Critical Conversations

ABOUT THE SERIES

The Critical Conversations series from the Centre for Global Disability Studies at the University of Toronto Scarborough (UTSC) brings together scholars, activists, and researchers to discuss timely issues that impact global disability justice. The Critical Conversations Series seeks to uphold the Centre for Global Disability Studies values of promoting accessibility in academic conversations, building interdisciplinary community, and supporting anti-ableist scholarship and activism that furthers anti-colonial and transnational perspectives.  

ABOUT THE SERIES – SIMPLE ENGLISH  

At the Centre for Global Disability Studies, we host events called “Critical Conversations”.  During these events,  community members, activists, and scholars from around the world share their opinions. They talk about topics that impact the lives of disabled people. We try to make sure our events are accessible and include everyone. Our Critical Conversations Series is to help stop ableism and to build equality. We want to make things more fair for disabled people everywhere. 

Past Events

2022

This year’s Critical Conversations series highlights the research expertise of advanced graduate students who have contributed significantly to CGDS through curated roundtable events featuring our 2022 graduate student RA Fellows in conversation with invited speakers.

The 2022 Critical Conversations series will take place virtually on a Zoom webinar platform. These are live events and will not be recorded.

Imagining and Enacting Transnational Disability Studies 
Date: May 25th 10:00-11:30 am (Toronto/Eastern Standard time)

Panelists: Efrat Gold, Hemachandran Kara, Sona Kazemi, Nicole Schott,  
Moderator: Efrat Gold
Host: Cassandra Hartblay, Director, CGDS

What is transnational disability studies and what are the foundations needed to foster its growth? This discussion will focus on building bridges between disability studies and the global, highlighting the concepts of solidarity, multilingualism, the politics of intervention, and cultural relativism. Speakers will discuss their own efforts and projects that bring together disability studies in transnational contexts, highlighting the tensions, possibilities, and foundations of solidarity that arise through working across difference. This includes a discussion with the editors of the multilingual global section of the Review of Disability Studies journal; a research team developing a transnational multilingual archive of disability; and the role of the arts in facilitating difficult conversations. How can we begin to have difficult conversations while making space for the tensions necessary in building towards a transnational disability studies rooted in difference and solidarity? How can we push towards more careful and critical conceptualizations of the particular and the universal? How can the messy territory of developing a transnational disability studies shape the work, teaching, and allyship of disability studies scholars in the global north? Through a discussion of these topics using concrete examples, this panel invites a deep grappling with the foundations and implications of building towards global solidarity. 

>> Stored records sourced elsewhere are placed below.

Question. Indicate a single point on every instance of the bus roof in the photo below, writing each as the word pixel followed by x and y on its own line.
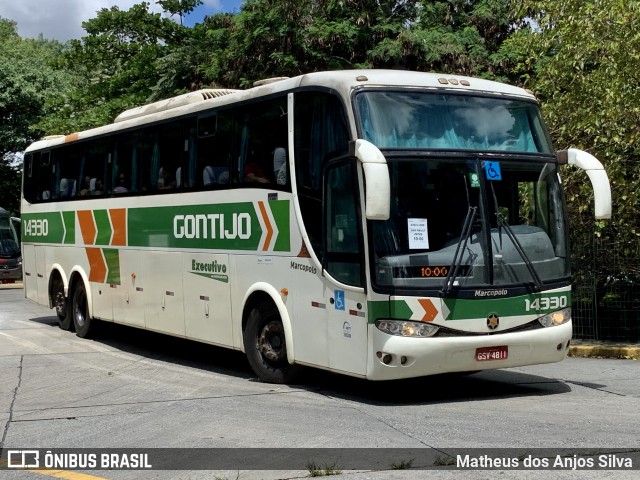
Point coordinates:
pixel 343 81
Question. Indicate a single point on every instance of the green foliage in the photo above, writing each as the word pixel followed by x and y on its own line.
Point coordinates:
pixel 582 60
pixel 29 77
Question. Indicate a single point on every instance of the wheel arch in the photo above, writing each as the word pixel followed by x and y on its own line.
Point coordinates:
pixel 57 272
pixel 259 292
pixel 79 275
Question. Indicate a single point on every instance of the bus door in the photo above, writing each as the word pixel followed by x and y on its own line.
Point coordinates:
pixel 344 270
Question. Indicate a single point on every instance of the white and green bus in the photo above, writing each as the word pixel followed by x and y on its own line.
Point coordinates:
pixel 379 224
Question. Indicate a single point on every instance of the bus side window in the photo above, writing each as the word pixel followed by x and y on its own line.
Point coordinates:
pixel 342 240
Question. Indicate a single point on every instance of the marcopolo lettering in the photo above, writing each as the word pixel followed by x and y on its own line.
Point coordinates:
pixel 491 293
pixel 304 268
pixel 212 226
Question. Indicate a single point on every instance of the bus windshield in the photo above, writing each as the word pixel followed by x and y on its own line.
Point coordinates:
pixel 449 223
pixel 439 121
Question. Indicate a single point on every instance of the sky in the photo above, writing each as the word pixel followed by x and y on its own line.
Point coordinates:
pixel 62 19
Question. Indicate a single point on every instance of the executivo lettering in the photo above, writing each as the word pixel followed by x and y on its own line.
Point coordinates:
pixel 212 270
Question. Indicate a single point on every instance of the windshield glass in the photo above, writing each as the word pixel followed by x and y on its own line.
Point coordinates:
pixel 514 217
pixel 9 246
pixel 429 120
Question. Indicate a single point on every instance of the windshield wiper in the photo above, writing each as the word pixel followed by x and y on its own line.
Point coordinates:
pixel 502 223
pixel 520 250
pixel 462 245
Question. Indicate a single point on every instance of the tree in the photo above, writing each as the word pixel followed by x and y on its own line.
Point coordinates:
pixel 583 61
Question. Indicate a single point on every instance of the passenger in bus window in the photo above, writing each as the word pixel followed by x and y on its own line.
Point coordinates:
pixel 121 185
pixel 86 187
pixel 254 173
pixel 165 181
pixel 99 188
pixel 280 165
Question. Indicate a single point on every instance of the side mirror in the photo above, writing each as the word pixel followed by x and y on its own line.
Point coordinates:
pixel 597 175
pixel 376 176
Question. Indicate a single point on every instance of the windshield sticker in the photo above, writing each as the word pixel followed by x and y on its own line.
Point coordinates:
pixel 492 171
pixel 474 180
pixel 418 233
pixel 339 299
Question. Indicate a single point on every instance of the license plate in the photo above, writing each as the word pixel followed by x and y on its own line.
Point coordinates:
pixel 485 354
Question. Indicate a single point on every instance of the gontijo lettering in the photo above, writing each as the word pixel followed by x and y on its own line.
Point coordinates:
pixel 212 226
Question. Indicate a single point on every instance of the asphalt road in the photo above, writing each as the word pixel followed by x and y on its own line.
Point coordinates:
pixel 133 389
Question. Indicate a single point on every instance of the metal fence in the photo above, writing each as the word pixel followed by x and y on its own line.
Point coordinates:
pixel 606 294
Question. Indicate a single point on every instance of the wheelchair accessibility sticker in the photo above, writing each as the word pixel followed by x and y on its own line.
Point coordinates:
pixel 492 170
pixel 339 295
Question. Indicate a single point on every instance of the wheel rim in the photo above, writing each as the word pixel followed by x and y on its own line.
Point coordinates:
pixel 271 342
pixel 80 309
pixel 61 305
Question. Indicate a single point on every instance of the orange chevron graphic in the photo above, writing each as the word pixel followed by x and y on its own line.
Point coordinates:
pixel 430 310
pixel 267 224
pixel 119 223
pixel 87 226
pixel 97 266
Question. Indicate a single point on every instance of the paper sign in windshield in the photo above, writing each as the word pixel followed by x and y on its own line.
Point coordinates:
pixel 418 233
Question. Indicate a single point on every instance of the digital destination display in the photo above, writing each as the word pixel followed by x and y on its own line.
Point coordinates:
pixel 433 271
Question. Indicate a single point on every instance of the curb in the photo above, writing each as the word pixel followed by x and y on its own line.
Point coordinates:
pixel 605 351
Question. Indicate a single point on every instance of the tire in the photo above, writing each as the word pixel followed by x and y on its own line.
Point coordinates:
pixel 83 323
pixel 265 346
pixel 61 304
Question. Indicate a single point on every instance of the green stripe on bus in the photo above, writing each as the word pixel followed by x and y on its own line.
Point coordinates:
pixel 467 309
pixel 103 225
pixel 69 222
pixel 532 304
pixel 280 211
pixel 112 258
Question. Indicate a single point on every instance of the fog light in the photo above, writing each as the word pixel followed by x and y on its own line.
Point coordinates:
pixel 556 318
pixel 406 328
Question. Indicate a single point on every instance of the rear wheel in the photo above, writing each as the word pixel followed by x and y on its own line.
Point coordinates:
pixel 265 345
pixel 83 323
pixel 61 304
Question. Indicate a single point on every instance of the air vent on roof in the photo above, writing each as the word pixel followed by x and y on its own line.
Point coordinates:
pixel 267 81
pixel 168 104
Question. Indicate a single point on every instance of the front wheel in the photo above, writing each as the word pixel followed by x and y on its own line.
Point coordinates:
pixel 265 346
pixel 82 321
pixel 61 304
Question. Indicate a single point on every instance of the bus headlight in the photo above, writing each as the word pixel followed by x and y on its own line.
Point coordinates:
pixel 404 328
pixel 556 318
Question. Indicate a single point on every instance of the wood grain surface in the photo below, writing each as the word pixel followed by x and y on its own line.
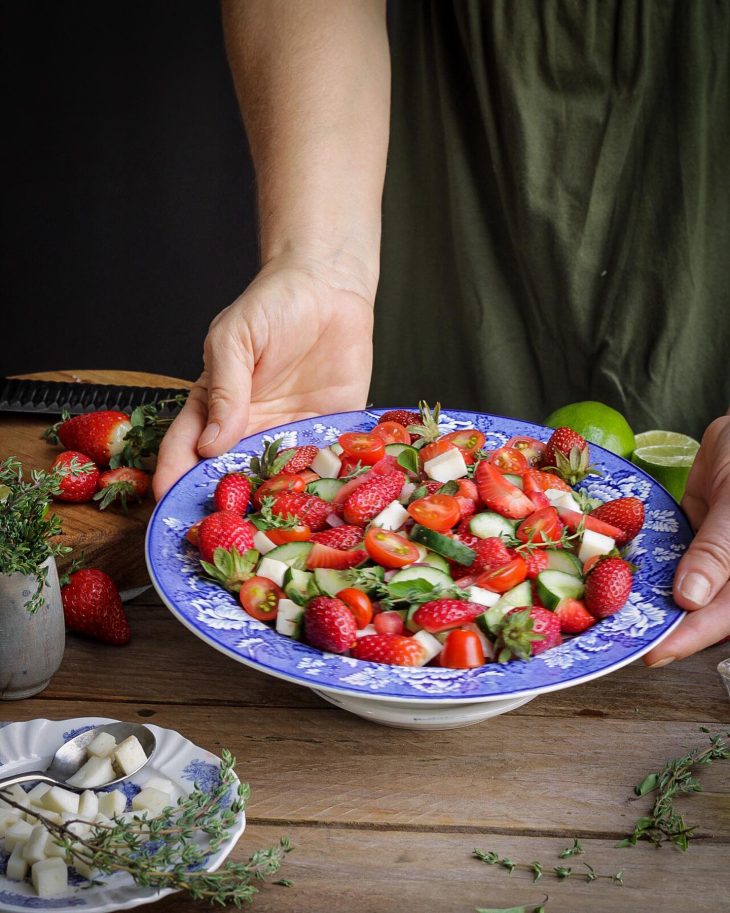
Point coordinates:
pixel 110 539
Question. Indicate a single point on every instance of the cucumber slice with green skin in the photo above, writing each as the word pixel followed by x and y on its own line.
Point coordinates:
pixel 294 554
pixel 432 575
pixel 299 586
pixel 442 545
pixel 488 524
pixel 329 582
pixel 326 489
pixel 552 586
pixel 561 560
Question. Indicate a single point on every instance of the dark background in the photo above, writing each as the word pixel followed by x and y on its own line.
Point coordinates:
pixel 128 200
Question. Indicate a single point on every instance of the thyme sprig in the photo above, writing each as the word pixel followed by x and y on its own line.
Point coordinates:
pixel 162 853
pixel 676 778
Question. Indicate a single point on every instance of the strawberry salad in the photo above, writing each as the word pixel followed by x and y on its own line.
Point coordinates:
pixel 405 545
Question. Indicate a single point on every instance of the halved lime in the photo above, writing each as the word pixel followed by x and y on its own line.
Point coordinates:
pixel 598 423
pixel 668 457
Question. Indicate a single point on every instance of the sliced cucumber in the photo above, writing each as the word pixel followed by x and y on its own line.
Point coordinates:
pixel 432 575
pixel 299 586
pixel 488 524
pixel 561 560
pixel 552 586
pixel 442 545
pixel 294 554
pixel 330 582
pixel 326 489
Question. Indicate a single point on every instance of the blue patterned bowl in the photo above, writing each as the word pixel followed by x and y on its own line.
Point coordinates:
pixel 215 616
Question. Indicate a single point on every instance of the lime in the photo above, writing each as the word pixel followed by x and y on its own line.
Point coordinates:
pixel 667 456
pixel 597 423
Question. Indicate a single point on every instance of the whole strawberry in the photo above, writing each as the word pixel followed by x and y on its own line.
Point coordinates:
pixel 369 499
pixel 625 513
pixel 233 492
pixel 92 606
pixel 100 435
pixel 442 614
pixel 608 586
pixel 80 476
pixel 393 649
pixel 224 529
pixel 301 459
pixel 329 625
pixel 122 484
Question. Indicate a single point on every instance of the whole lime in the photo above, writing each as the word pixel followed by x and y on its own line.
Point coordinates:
pixel 598 423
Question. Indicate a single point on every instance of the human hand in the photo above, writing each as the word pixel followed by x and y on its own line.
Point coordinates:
pixel 702 581
pixel 296 344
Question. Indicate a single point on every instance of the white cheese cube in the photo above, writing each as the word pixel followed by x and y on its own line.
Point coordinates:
pixel 446 467
pixel 129 755
pixel 88 805
pixel 432 646
pixel 273 570
pixel 95 772
pixel 594 544
pixel 262 543
pixel 391 517
pixel 17 867
pixel 102 745
pixel 481 596
pixel 327 464
pixel 151 800
pixel 35 847
pixel 49 877
pixel 112 803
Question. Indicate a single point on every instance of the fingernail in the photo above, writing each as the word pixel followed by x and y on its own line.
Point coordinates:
pixel 662 662
pixel 696 588
pixel 209 435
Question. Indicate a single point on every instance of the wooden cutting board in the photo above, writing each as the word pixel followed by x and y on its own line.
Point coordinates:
pixel 110 539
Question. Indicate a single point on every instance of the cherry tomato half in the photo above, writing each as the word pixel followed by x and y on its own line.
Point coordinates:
pixel 359 604
pixel 260 598
pixel 363 446
pixel 508 459
pixel 505 577
pixel 285 481
pixel 299 533
pixel 390 549
pixel 462 650
pixel 437 512
pixel 542 526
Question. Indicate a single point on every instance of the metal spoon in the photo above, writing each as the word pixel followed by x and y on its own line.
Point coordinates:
pixel 72 755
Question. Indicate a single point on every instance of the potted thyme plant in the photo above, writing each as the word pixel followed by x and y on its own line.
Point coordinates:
pixel 32 631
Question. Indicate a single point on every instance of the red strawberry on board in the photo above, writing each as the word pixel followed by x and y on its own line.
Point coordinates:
pixel 120 485
pixel 442 614
pixel 92 605
pixel 574 616
pixel 224 529
pixel 301 459
pixel 306 508
pixel 233 492
pixel 100 435
pixel 339 536
pixel 608 586
pixel 392 649
pixel 329 624
pixel 627 514
pixel 369 499
pixel 80 476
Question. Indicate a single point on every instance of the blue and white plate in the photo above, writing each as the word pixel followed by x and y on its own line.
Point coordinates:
pixel 31 746
pixel 216 617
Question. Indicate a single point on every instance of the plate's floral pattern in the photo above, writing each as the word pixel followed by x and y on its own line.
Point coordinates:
pixel 214 615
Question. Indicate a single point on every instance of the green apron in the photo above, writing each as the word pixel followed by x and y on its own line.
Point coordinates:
pixel 556 221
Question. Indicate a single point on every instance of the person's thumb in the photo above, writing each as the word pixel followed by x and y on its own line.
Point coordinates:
pixel 228 369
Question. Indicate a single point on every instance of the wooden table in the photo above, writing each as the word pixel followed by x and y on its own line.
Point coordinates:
pixel 385 820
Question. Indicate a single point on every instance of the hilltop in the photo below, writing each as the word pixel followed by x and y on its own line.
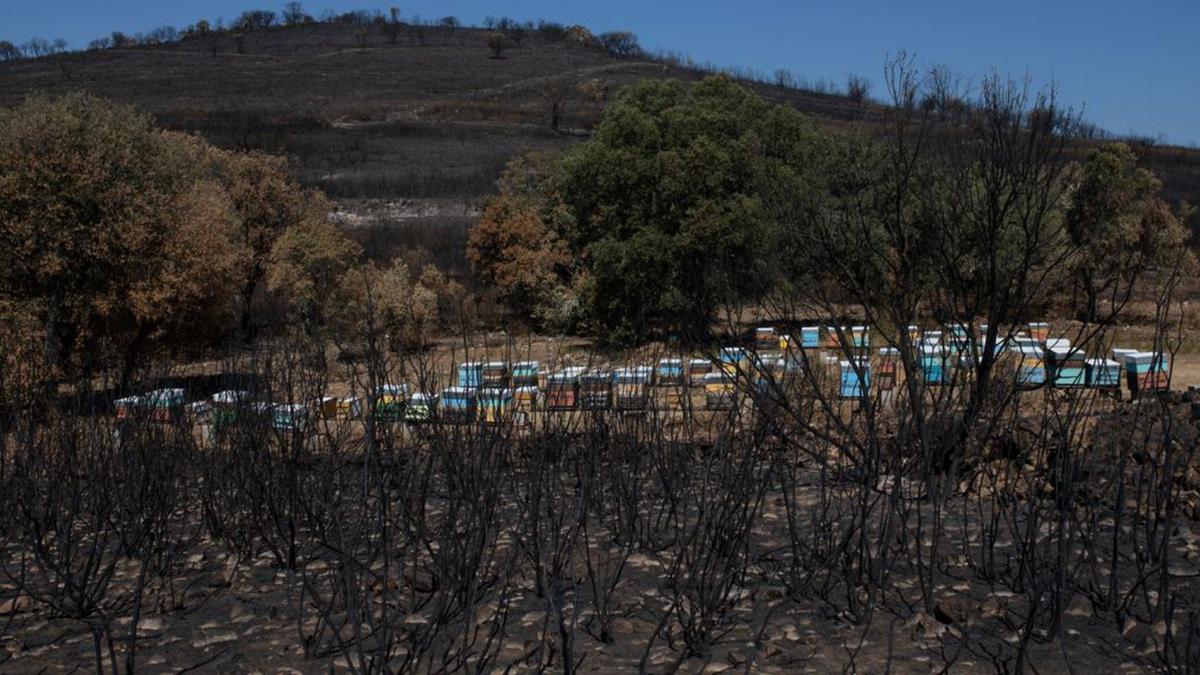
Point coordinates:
pixel 408 125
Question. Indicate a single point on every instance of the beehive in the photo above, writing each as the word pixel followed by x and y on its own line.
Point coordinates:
pixel 289 417
pixel 495 405
pixel 1104 374
pixel 327 407
pixel 471 375
pixel 526 374
pixel 390 399
pixel 934 364
pixel 496 374
pixel 670 372
pixel 719 390
pixel 420 408
pixel 349 407
pixel 226 406
pixel 733 359
pixel 127 407
pixel 697 369
pixel 595 389
pixel 810 338
pixel 631 388
pixel 1067 366
pixel 456 405
pixel 1146 371
pixel 855 378
pixel 889 358
pixel 165 405
pixel 562 390
pixel 765 338
pixel 1031 371
pixel 1039 330
pixel 859 336
pixel 526 399
pixel 769 370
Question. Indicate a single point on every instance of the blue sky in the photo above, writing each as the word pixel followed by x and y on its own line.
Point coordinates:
pixel 1134 66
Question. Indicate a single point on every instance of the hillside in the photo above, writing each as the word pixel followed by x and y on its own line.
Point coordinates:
pixel 408 129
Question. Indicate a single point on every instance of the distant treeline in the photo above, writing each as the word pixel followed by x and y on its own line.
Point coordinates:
pixel 851 96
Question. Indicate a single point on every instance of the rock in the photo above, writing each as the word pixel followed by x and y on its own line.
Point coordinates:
pixel 223 578
pixel 151 625
pixel 15 605
pixel 1134 631
pixel 217 638
pixel 953 609
pixel 623 626
pixel 991 608
pixel 925 627
pixel 1080 605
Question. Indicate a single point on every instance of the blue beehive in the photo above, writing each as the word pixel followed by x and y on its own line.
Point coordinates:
pixel 670 371
pixel 1032 370
pixel 933 364
pixel 733 359
pixel 1103 374
pixel 856 378
pixel 1067 365
pixel 471 375
pixel 810 338
pixel 457 405
pixel 526 374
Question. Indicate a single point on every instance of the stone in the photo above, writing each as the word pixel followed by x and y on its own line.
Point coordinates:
pixel 15 605
pixel 1080 605
pixel 217 638
pixel 953 609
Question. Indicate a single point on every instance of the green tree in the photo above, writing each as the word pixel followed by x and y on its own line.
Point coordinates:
pixel 515 245
pixel 675 204
pixel 111 228
pixel 1120 225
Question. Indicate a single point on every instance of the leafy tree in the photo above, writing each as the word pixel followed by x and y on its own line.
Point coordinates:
pixel 389 302
pixel 621 43
pixel 670 210
pixel 111 228
pixel 307 263
pixel 497 42
pixel 515 245
pixel 675 203
pixel 9 52
pixel 1120 225
pixel 267 203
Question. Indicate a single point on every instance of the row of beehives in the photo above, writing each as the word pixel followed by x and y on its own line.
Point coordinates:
pixel 493 392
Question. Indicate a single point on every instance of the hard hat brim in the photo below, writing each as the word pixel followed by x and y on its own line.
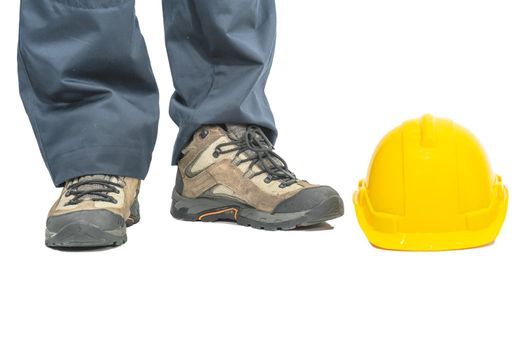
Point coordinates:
pixel 432 241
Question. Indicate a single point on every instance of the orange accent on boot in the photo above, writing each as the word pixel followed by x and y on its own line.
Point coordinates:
pixel 234 210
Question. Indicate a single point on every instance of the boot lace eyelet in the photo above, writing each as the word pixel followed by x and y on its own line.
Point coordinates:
pixel 203 133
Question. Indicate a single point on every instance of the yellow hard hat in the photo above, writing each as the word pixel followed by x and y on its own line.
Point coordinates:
pixel 430 187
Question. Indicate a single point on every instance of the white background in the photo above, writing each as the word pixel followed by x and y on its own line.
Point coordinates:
pixel 345 73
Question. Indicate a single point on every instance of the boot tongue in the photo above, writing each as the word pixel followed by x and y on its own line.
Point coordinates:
pixel 237 131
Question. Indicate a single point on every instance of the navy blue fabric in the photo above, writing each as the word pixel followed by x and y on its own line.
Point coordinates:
pixel 88 88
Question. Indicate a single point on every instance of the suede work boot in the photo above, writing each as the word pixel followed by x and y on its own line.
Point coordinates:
pixel 233 174
pixel 93 212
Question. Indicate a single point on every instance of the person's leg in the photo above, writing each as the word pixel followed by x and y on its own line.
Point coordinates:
pixel 220 54
pixel 87 86
pixel 89 91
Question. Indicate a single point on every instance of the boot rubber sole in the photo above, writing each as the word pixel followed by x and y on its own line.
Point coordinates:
pixel 82 234
pixel 218 209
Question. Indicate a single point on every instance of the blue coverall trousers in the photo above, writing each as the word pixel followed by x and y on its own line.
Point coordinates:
pixel 88 88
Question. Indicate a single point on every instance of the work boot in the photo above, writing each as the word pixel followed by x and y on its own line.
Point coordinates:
pixel 233 174
pixel 93 211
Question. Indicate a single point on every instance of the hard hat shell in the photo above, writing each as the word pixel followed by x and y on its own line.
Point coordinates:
pixel 430 186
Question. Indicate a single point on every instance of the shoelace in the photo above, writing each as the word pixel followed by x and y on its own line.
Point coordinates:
pixel 94 189
pixel 259 151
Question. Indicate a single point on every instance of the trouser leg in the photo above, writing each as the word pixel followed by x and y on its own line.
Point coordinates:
pixel 87 86
pixel 220 54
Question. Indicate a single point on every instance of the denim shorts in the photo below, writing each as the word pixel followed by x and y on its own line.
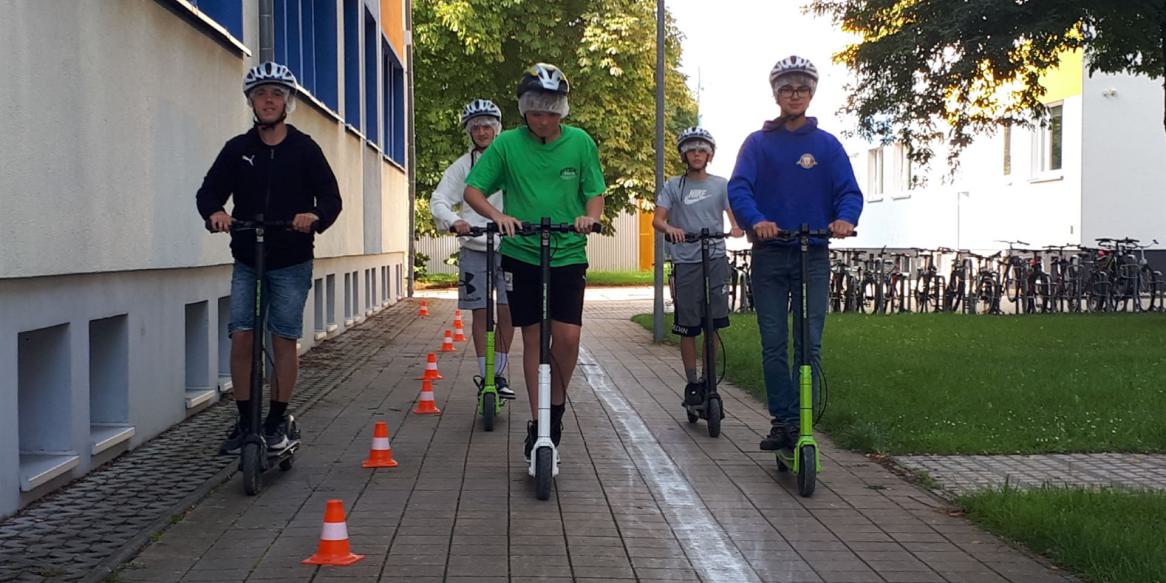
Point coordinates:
pixel 287 290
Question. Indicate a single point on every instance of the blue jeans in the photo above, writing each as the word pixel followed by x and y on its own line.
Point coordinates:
pixel 287 292
pixel 777 287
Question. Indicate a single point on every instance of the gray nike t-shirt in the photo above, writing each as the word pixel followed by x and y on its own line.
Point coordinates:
pixel 694 205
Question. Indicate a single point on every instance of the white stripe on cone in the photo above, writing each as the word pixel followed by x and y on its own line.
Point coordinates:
pixel 335 532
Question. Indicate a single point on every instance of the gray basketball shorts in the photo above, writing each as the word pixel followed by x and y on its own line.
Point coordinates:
pixel 690 296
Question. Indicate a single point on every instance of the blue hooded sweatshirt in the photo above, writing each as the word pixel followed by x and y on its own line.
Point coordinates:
pixel 794 178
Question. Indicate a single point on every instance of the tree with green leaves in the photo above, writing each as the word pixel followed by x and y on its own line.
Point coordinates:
pixel 925 68
pixel 469 49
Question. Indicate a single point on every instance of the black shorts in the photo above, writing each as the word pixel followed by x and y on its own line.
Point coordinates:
pixel 564 293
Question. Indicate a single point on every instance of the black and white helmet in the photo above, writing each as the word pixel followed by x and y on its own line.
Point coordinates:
pixel 543 77
pixel 695 134
pixel 478 109
pixel 268 74
pixel 793 64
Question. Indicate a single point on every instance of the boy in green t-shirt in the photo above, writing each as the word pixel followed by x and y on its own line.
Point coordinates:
pixel 549 170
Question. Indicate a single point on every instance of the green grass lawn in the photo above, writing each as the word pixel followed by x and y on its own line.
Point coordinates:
pixel 1109 536
pixel 945 384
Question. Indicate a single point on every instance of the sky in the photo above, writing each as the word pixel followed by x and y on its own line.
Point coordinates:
pixel 730 46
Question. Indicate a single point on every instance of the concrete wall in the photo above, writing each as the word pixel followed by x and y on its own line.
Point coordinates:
pixel 112 112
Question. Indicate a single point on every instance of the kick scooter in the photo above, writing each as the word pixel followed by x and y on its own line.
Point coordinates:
pixel 803 458
pixel 545 456
pixel 254 457
pixel 710 407
pixel 490 405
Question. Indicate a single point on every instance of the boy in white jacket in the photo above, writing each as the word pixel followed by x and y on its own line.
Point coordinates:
pixel 482 120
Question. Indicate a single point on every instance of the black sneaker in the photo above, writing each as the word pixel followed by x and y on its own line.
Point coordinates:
pixel 276 437
pixel 532 434
pixel 503 387
pixel 233 442
pixel 781 436
pixel 694 394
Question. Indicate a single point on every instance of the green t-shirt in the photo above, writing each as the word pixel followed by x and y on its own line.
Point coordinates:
pixel 542 180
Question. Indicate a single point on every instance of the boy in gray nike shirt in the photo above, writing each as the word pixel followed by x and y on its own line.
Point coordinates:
pixel 687 204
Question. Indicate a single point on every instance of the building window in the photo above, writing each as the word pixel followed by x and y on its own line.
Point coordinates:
pixel 1047 146
pixel 875 184
pixel 394 106
pixel 306 42
pixel 352 63
pixel 371 65
pixel 227 13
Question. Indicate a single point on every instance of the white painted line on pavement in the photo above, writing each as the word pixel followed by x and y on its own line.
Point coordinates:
pixel 708 547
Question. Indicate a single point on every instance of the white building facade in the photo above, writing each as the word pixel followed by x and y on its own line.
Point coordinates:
pixel 113 297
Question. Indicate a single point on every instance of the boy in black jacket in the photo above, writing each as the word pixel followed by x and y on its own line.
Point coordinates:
pixel 280 173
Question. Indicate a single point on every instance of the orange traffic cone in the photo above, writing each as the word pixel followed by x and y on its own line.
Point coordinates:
pixel 426 404
pixel 380 455
pixel 432 372
pixel 334 540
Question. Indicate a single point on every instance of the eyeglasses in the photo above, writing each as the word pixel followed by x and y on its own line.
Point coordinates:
pixel 791 91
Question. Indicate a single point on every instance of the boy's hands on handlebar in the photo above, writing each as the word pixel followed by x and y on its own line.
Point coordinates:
pixel 459 227
pixel 507 225
pixel 584 224
pixel 304 222
pixel 841 229
pixel 220 222
pixel 766 230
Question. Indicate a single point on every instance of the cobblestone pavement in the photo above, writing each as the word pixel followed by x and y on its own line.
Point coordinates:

Disability, Policing, and the Question of the Human
June 1st, 12:00-1:30pm (Toronto/Eastern Standard time)

Panelists: Idil Abdillahi, Elaine Cagulada, Liat Ben-Moshe, Talila (TL) Lewis
Moderator: Celeste Pang, CGDS Graduate Alumni member
Host: Cassandra Hartblay, Director, CGDS

This panel conversation will act as an introduction of sorts to abolition, decarceration, and to how conceptions of the human are wrapped up in policing disabled lives. The focus of the conversation will be on how various institutions attempt to police disability, that is by managing, correcting, regulating, and containing disabled people/bodyminds. Guiding this panel is the question, how are disability and ableism related to policing? The conversation will begin with discussing how the question of human must necessarily not appear as a question, but as something already known and determined within carceral institutions. By tracing stories of disabled lives criminalized across time and space, we will move from revealing the concept of ‘normal’ as central to institutionalization, incarceration, and policing to then asking, “How is disability studies, and its reckoning with old and new stories of disability, pivotal to the project of abolition? How do you understand abolition as necessary to pursuing disability justice?”